Jantar Mantar Complex in New Delhi, with highrises

Heritage Laws: British Bulwarks Well Preserved

In the course of my recent tour, during which I visited some of the most famous sites and beautiful or historic buildings in India, I more than once remarked, in reply to Municipal addresses, that I regarded the conservation of ancient monuments as one of the primary obligations of Government.”

-Lord Curzon, Viceroy of India, addressing the Asiatic Society of Bengal in 1900, at its annual meeting


It’s a relatively lesser-known fact about British rule in India that Lord Curzon, the architect of the partition of Bengal in 1905 was also the architect of the first major legislation pertaining to built heritage preservation in India.

Driven no doubt by imperial considerations, Curzon gave a big impetus to the preservation of monuments, infused new energy into the Archaeological Survey of India, and a created policy framework for heritage preservation.

The Ancient Monuments Preservation Act of 1904 forms the foundation for post-independence legislations. It defined a monument as “any structure, erection or monument, or any tumulus or place of interest, or any cave, rock sculpture, inscription or monolith, which is of historical, archaeological or artistic interest”, as also “such portion of land adjoining the site of an ancient monument as may be required for fencing or covering in or otherwise preserving such monument”.

Heritage tag, rather than being a matter of pride, is a sour point with property owners as they don’t have a free hand to renovate structures.

The Act provided for the compulsory purchase of a building by the government if it felt the monument was threatened, put restrictions on any alteration in such monuments, and fixed boundaries around monuments within which mining, quarrying or construction activity was strictly controlled by the government.

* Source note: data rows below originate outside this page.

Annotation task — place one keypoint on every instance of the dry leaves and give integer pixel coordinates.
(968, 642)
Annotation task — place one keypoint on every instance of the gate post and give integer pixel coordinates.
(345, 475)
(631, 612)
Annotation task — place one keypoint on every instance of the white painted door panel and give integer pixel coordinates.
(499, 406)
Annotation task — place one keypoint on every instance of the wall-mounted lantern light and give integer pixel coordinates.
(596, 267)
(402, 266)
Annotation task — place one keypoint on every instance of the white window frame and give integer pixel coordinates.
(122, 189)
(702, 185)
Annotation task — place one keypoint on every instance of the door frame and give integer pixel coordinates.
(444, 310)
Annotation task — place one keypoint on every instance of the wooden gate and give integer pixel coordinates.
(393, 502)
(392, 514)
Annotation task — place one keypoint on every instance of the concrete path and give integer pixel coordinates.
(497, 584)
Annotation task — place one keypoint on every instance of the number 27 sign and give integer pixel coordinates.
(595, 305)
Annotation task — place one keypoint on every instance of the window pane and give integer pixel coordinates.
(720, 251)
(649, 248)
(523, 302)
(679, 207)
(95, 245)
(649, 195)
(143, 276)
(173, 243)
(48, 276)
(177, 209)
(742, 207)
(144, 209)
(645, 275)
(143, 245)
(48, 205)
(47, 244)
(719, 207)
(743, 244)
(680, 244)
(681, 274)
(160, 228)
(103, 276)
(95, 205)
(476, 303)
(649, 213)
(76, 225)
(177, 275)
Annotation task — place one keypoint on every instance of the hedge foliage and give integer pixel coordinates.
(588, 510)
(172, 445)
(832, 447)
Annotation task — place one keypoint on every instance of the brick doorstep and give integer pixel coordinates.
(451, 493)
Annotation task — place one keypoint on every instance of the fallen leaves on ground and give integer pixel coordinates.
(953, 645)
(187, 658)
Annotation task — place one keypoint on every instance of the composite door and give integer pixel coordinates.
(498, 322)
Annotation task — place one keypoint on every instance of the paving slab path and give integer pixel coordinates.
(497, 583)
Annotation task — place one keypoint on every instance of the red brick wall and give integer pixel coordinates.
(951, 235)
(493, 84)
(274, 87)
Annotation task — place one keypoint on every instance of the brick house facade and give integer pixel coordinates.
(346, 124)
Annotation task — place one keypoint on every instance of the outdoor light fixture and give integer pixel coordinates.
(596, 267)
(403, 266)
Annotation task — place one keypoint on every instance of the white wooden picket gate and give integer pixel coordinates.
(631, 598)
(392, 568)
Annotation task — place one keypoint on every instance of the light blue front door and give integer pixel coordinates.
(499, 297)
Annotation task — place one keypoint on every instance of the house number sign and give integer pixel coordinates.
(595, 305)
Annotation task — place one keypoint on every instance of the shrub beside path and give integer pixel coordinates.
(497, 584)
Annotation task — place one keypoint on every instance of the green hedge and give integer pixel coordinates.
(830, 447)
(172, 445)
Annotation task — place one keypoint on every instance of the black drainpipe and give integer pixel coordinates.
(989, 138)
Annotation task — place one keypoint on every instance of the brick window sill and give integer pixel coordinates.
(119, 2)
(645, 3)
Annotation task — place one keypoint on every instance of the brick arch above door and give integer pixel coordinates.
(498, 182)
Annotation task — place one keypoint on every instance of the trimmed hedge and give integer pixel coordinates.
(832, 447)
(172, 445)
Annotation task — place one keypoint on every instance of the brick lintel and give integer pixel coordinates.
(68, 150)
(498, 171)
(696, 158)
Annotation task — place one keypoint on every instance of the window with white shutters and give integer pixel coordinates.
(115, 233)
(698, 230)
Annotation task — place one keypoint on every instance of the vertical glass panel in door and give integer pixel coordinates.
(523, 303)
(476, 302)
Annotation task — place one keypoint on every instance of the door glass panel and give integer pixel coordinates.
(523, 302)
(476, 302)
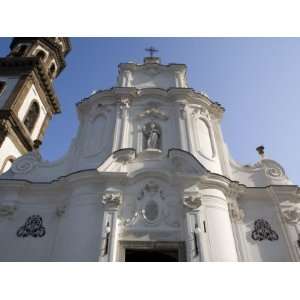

The Ancient and Historical Monuments and Archaeological Sites and Remains (Declaration of National Importance) Act, 1951 was the first legislation for heritage preservation in independent India. It bestowed “national importance” status upon all the monuments and archaeological sites and remains that had been originally included in the 1904 Act.


(A heritage building in Shahjahanabad,  Old Delhi.)

More monuments have been added to this list, adding up to a total of 3,700 monuments-all of national importance.

In 1958, the Ancient Monuments and Archaeological Sites and Remains (AMASR) Act was enacted, which, taking on from the 1904 Act, introduced the notion of “prohibited” area around a monument, in which no construction work was allowed except under the supervision of an archaeological officer; and a further regulated area, in which too restrictions would apply.

This was followed up with the Ancient Monuments and Archaeological Sites and Remains Rules, 1959, empowering the Central Government to specify the exact prohibited and regulated area around national monuments. Under these rules, it was in May 1991 that the Central Government specified 100m area around the monument as a prohibited area, and further 200m, as regulated area.

Navin Piplani, Principal Director, INTACH Heritage Academy, told The Leaflet: “Most of the provisions of the Act resonate with what was happening during the British colonial period. Many of the monuments that have been declared monuments of ‘national importance’ are not isolated structures. These are surrounded by people. In our cultural context, these were not ‘monuments’; these were part of the settlement. But when you bring in an Act, you bring in bureaucracy and control.”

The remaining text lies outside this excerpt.